951.Flip-Equivalent-Binary-Trees

951. Flip Equivalent Binary Trees

题目地址

https://leetcode.com/problems/flip-equivalent-binary-trees/

题目描述

For a binary tree T, we can define a flip operation as follows: choose any node, and swap the left and right child subtrees.

A binary tree X is flip equivalent to a binary tree Y if and only if we can make X equal to Y after some number of flip operations.

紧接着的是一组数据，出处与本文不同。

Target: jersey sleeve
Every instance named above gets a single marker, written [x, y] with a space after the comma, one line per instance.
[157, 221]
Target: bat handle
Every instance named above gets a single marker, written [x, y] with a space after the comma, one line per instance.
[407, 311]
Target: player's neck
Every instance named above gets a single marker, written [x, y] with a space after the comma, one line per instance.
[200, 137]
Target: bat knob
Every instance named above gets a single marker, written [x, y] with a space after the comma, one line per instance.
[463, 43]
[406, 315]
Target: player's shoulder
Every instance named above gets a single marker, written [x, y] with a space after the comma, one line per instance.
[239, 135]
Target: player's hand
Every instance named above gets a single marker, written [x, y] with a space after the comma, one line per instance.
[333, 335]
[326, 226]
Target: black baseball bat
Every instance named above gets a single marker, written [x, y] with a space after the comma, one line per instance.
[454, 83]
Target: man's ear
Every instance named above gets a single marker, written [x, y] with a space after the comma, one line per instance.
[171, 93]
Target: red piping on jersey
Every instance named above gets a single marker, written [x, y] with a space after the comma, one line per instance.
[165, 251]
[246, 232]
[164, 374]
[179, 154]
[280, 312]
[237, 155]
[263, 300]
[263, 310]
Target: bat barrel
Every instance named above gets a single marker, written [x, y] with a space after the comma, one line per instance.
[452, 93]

Write a function that determines whether two binary trees are flip equivalent.  The trees are given by root nodes root1 and root2.

Example 1:
Input: root1 = [1,2,3,4,5,6,null,null,null,7,8], root2 = [1,3,2,null,6,4,5,null,null,null,null,8,7]
Output: true
Explanation: We flipped at nodes with values 1, 3, and 5.
Flipped Trees Diagram

Note:
Each tree will have at most 100 nodes.
Each value in each tree will be a unique integer in the range [0, 99].

代码

Approach #1 Recursion

Time: O(mini(N1, N2)) && Space: O(min(H1, H2))

/**
 * Definition for a binary tree node.
 * public class TreeNode {
 *     int val;
 *     TreeNode left;
 *     TreeNode right;
 *     TreeNode() {}
 *     TreeNode(int val) { this.val = val; }
 *     TreeNode(int val, TreeNode left, TreeNode right) {
 *         this.val = val;
 *         this.left = left;
 *         this.right = right;
 *     }
 * }
 */
class Solution {
  public boolean flipEquiv(TreeNode root1, TreeNode root2) {
        if (root1 == root2)        return true;
    if (root1 == null || root2 == null || root1.val != root2.val)        return false;
    return (flipEquiv(root1.left, root2.left) && flipEquiv(root1.right, root2.right) 
            || flipEquiv(root1.left, root2.right) && flipEquiv(root1.right, root2.left));
  }
}

Approach 2: Canonical Traversal

Time: O(N1 + N2)

class Solution {
  public boolean flipEquiv(TreeNode root1, TreeNode root2) {
    List<Integer> vals1 = new ArrayList();
    List<Integer> vals2 = new ArrayList();
    dfs(root1, vals1);
    dfs(root2, vals2);
    return vals1.equals(vals2);
  }

  public void dfs(TreeNode node, List<Integer> vals) {
    if (node != null) {
      vals.add(node.val);
      int L = node.left != null ? node.left.val : -1;
      int R = node.right != null ? node.right.val : -1;

      if (L < R) {
        dfs(node.left, vals);
        dfs(node.right, vals);
      }  else {
        dfs(node.right, vals);
        dfs(node.left. vals);
      }

      vals.add(null);
    }
  }
}